During the eighteenth and nineteenth centuries the Royal Navy made use of a considerable number of hired armed vessels. These were generally cutters and luggers used for duties ranging from carrying despatches and passengers to convoy escort, particularly in British coastal waters, and reconnaissance. The hired cutters Black Joke, Rose, King George, Active and Diligent and the hired lugger Speculator are all recorded as having been present at Camperdown, although all commanded by R.N. officers.

Hubbard of Dover

1.Isaac Hubbard (1701-1774) m. Patience Badcock, and had issue
1. Abraham Hubbard (1734-1819) of Dover, m. Susannah Kennet, and  had issue
1.Susanna Hubbard (Dover 1761 - Dover 1845) m. at Dover in  1782 Robert Hammond (1757-1805), and had with other issue,
1a. Robert Hammond (1784-1875) of Ickham, Kent, Second Owner of the Tobacco Box.
2a. George Hammond (1789-1873) of Dover, Customs  House Officer, m. Mary Ann Curling (1791-1861) and had  with other issue,
1b. Mary Ann Hammond (Dover 1819-1915) m. at  Dover 1848 Robert Edward Barker (Dover  1817-1911), H.M. Customs Service. Third Owner of the Tobacco Box.
2. William Hubbard, 1819 co-executor of his father’s will
3. Capt Isaac Hubbard (Dover 1770-1849) of Charlton. Kent. Owner of the Tobacco Box. In 1819 co-executor of  his father’s will.  He m. Ann Collings. Described as ‘mariner’ at death of 1st wife at  Dover, 1804 (Kentish Gazette).
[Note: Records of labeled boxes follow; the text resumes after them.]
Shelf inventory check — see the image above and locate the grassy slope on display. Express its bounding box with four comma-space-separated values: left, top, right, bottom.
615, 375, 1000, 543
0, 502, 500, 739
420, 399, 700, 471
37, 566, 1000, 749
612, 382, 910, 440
Precise information on Captain Isaac Hubbard of Dover is elusive. However a ship building enterprise on Shakespeare beach belonging to a Freeman of Dover named Hubbard was in operation during the Napoleonic Wars.  An Isaac Hubbard of Dover is named as commander of the privateer Revenge that captured the Zetland Welvaaren, carrying 1400 bushels of Spanish chestnuts, and the Dutch vessel Oeconomie in the 1780s (Kentish Gazette refers). This Hubbard was possibly a brother of Abraham Hubbard (1734-1819) and uncle of the tobacco box Isaac Hubbard.

Further resources:

‘Armed Ships of Dover’, M.A.N. Marshall, Mariner’s Mirror, Vol 42, pp. 73-77.

ADM 359/24A/54, Caird Library, Greenwich‘An Account of the Number of Hired Armed Cutters, Ships, Vessels and Boats employed in the Public Service on the 31st December 1793, 1794,1795, 1796, 1797, 1798, 1799, 1800, 30th September 1801, 31st December 1802, 1803 and 15th March 1804, with headings for vessels' names, the nature and force of guns and men, the time employed and when paid off.’